Valor: Como o senhor avalia o primeiro ano da política
econômica, com Joaquim Levy, voltada basicamente para o ajuste fiscal? E
a política de juros do Banco Central?
Haddad: Acumularam-se passivos importantes e houve um esgotamento
desse modelo. A transição se impôs. O governo a partir daí fixou dois
objetivos de curto prazo. Equacionar o problema da relação dívida/ PIB e
trazer a inflação para o centro da meta. Essas duas metas eram
impossíveis de serem atingidas da maneira como se previa porque a
política monetária corroía o ajuste fiscal e obviamente tem que ter uma
recalibragem da política econômica… À luz do passivo acumulado, essas
metas eram tão exigentes que provocariam uma retração econômica muito
forte, como aconteceu. Estamos com novo ministro e temos que aguardar. A
aposta que se faz com Nelson Barbosa é que ele promova essa
recalibragem para que a transição seja menos dolorosa do ponto de vista
social e recupere a confiança dos agentes econômicos. Uma boa parte da
crise não é econômica. Tem outra dimensão, que é a questão da base de
sustentação do governo, que precisa ser resgatada. Outra dimensão é o
efeito das ações de combate à corrupção. Isso está afetando a economia.
Valor: É possível uma guinada do governo à esquerda?

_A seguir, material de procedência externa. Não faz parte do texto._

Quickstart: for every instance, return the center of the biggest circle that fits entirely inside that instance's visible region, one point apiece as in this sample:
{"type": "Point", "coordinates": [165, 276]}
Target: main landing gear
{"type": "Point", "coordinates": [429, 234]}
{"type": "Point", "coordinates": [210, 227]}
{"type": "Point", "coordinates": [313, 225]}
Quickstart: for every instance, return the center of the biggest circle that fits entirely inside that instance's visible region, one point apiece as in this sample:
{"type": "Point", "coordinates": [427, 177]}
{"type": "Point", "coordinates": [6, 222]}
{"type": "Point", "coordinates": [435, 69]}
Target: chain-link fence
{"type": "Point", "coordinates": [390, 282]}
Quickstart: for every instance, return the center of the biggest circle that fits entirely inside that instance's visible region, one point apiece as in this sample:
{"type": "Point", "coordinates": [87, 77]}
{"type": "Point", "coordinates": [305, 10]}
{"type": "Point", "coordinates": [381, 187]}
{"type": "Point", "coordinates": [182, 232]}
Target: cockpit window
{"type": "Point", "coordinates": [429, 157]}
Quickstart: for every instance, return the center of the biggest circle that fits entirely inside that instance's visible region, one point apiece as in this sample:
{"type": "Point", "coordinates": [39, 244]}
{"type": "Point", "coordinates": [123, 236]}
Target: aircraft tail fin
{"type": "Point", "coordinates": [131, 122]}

Haddad: Não acho que se trata de esquerda ou direita. Trata-se de
conduzir uma transição para um novo ciclo de desenvolvimento em função
do fato dos dez anos de crescimento que tivemos. Essa transição vai ter
que ser feita com muita sabedoria, senão vai comprometer avanços sociais
importantes e isso de certa maneira pressiona muito a política. O
eleitorado se ressente.
Valor: E o que a prefeitura pode fazer para ajudar o governo a estabilizar a economia, se não voltar o crescimento?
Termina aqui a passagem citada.